As an experimental load format, let's say a JSON list along the lines of:
[
{
"index": "PO:0022008",
"overlay": {
"auxiliary_external_reference_image": "http://my.nifty/s3/url"
}
}
]
We can reuse this for other overlays in the future; I think that we can probably just reuse most of what was done for the geospatial here.
Excellent. It will take some time to get images collected, and labeled correctly, so I'll see what can be done, then we can give it a whirl sometime in the semi-near future.
You're going to be in Corvallis this summer for the GO meeting, we can connect at that point.
Thanks for the explanation.
Yes, we can touch bases at Corvallis.
If there is a non-ontology label, or multiple images for a single term, a different overlay (or even strategy) would be necessary.
Yeah, and I'm sure that is in the long-term plan for the image annotation project, but if we could get just simple descriptive images imbedded in the term page on the browser, it would clear up a lot of the complex plant anatomy terms rapidly.
Well, yes, let's call this a one-off. But for image annotations, we should revisit the work that has gone on with geospatial: https://github.com/geneontology/amigo/issues/341
reiterating @austinmeier comments of displaying line diagrams etc. for explaining the anatomy terms on term detail pages. I recommend moving it up the priority.

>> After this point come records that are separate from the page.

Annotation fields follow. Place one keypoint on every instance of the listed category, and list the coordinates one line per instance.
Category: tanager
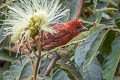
(65, 32)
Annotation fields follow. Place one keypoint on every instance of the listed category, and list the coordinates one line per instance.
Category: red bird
(66, 32)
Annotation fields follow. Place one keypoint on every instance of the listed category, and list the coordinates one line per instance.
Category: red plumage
(65, 32)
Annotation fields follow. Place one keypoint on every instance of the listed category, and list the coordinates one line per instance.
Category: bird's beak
(84, 29)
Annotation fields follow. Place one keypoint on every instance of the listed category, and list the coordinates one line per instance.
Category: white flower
(26, 17)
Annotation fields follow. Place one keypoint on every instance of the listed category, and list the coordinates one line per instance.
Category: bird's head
(75, 27)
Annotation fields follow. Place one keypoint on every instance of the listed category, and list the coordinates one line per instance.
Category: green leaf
(71, 70)
(94, 48)
(85, 46)
(60, 75)
(19, 71)
(94, 71)
(112, 60)
(107, 44)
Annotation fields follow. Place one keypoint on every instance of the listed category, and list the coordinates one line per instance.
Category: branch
(79, 9)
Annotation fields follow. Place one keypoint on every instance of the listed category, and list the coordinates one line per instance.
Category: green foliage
(112, 60)
(92, 55)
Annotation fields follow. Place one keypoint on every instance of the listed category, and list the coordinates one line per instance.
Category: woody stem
(78, 13)
(39, 45)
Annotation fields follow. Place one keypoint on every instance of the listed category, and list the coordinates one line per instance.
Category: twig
(51, 65)
(79, 9)
(32, 62)
(39, 45)
(4, 5)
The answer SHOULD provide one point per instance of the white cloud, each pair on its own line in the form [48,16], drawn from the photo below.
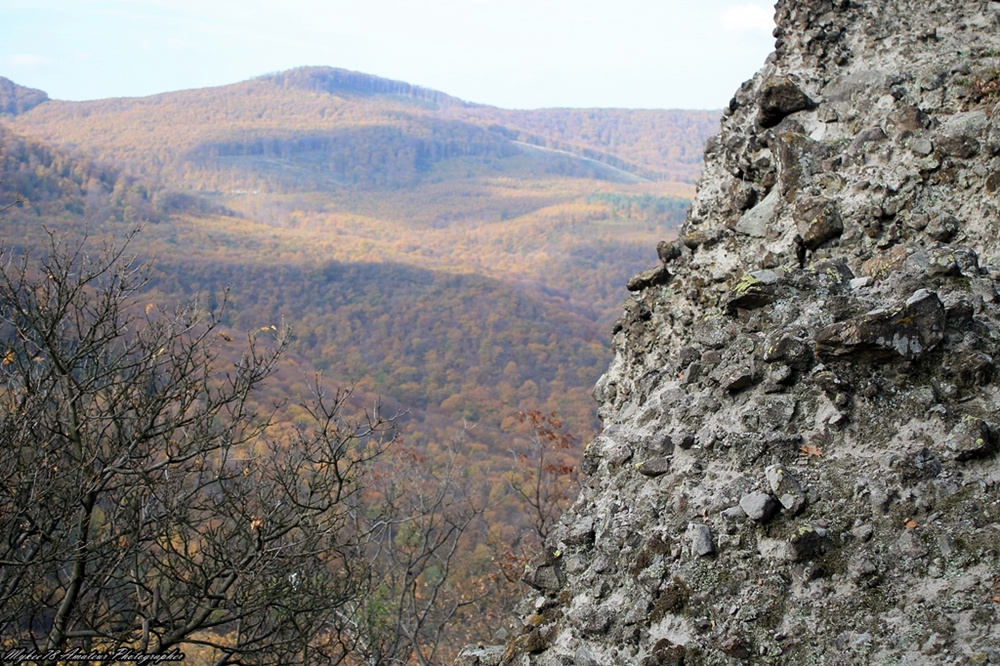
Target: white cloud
[748,18]
[28,60]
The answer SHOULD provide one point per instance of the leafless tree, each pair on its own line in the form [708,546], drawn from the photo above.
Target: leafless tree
[145,504]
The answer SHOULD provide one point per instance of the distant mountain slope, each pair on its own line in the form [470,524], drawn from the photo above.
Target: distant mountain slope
[15,99]
[317,128]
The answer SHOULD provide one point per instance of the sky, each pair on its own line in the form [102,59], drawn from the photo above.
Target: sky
[515,54]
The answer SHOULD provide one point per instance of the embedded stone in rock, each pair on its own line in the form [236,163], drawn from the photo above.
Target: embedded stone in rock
[688,355]
[548,575]
[472,655]
[906,332]
[591,619]
[581,533]
[699,536]
[752,291]
[786,488]
[654,467]
[972,368]
[943,228]
[971,439]
[778,98]
[818,221]
[793,351]
[808,542]
[667,251]
[756,221]
[799,160]
[758,506]
[648,278]
[737,380]
[922,146]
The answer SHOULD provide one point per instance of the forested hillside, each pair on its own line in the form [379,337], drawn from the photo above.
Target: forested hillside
[462,262]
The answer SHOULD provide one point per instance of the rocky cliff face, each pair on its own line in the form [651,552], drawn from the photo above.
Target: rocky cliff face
[799,460]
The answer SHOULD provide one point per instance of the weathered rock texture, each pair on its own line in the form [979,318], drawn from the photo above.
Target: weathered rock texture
[799,457]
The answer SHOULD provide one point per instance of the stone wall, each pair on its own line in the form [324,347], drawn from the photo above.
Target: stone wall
[802,418]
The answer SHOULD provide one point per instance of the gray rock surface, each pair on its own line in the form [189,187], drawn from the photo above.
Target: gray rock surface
[853,382]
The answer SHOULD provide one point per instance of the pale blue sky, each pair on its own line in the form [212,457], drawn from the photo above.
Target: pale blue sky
[508,53]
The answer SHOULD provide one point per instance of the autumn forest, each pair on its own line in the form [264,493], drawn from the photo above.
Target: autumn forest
[459,265]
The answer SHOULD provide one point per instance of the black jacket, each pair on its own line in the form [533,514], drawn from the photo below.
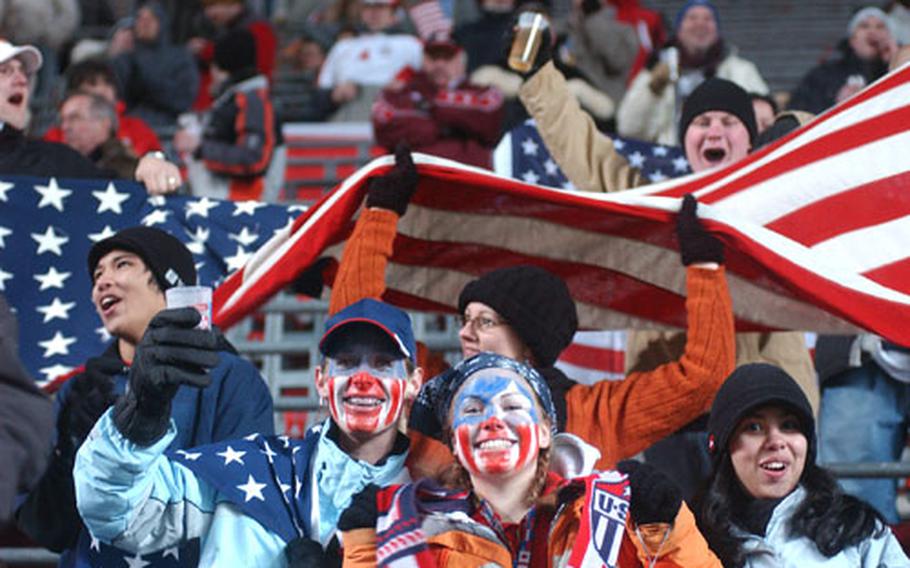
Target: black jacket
[23,156]
[818,89]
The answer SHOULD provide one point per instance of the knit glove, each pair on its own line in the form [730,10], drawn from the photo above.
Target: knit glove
[393,190]
[171,353]
[303,552]
[91,394]
[655,497]
[695,243]
[362,512]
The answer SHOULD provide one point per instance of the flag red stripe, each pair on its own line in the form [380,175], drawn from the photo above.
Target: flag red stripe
[870,204]
[895,275]
[590,284]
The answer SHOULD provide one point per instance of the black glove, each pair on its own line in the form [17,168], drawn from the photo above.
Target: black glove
[544,52]
[170,354]
[91,394]
[303,552]
[589,7]
[655,497]
[394,189]
[695,243]
[362,512]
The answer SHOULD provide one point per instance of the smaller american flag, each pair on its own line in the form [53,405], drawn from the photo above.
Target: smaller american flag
[47,227]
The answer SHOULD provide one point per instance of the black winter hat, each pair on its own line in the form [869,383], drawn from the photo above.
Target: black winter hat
[750,386]
[167,258]
[534,302]
[722,95]
[236,51]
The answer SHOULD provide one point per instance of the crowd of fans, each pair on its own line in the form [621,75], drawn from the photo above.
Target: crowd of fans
[502,459]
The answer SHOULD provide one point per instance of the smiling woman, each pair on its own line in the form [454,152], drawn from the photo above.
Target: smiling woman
[767,501]
[501,504]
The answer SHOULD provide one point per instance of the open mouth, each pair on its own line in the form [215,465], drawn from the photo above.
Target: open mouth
[497,444]
[714,155]
[364,401]
[773,466]
[107,302]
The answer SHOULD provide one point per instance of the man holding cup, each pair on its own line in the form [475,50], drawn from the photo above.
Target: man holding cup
[131,272]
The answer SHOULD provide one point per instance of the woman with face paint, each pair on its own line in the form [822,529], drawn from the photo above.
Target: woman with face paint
[501,505]
[528,313]
[767,503]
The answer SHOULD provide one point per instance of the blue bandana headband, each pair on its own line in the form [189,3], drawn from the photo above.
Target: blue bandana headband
[431,409]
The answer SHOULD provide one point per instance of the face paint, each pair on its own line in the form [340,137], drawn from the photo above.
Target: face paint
[495,424]
[367,397]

Or, for that matter, thinking about #421, if we had a field that was essentially an overlay catch-all, a multivalued field (e.g. auxiliary_overlays
) that could be loaded separately and incrementally, it could take a number of items to be render as needed. Each value could be like:
{
"overlay": "auxiliary_external_reference_image",
"index": "PO:0022008",
"type": "image",
"content": "http://snazzy.uri/foo/png"
}
or
{
"overlay": "patter_description",
"index": "PO:0022008",
"type": "markdown",
"content": "*** bleh"
}
We'd like to have the ability to add annotated images that are displayable via the browser.
Discussion with @cmungall sounds like the ability to do something like a "gulp golr-load-image-annotations" where a tab delimited text file (format TBD) can be loaded into GOLR similar to how GAFs are done is the direction we'd like to head in.
Parts that I believe would need to be worked on include gulpfile changes to add the loading piece, actual code to load in GOLR, changes/addition to annotation pages in AmiGO to add the image type data, methods to display images (maybe carousel, maybe flat page with tables of images), probably other bits.
This is in conjunction with the image annotation work that @preecej is working on.
Also, time scale is pretty lax. Just creating the issue so that work/thoughts can get started and we can brainstorm on how this will work.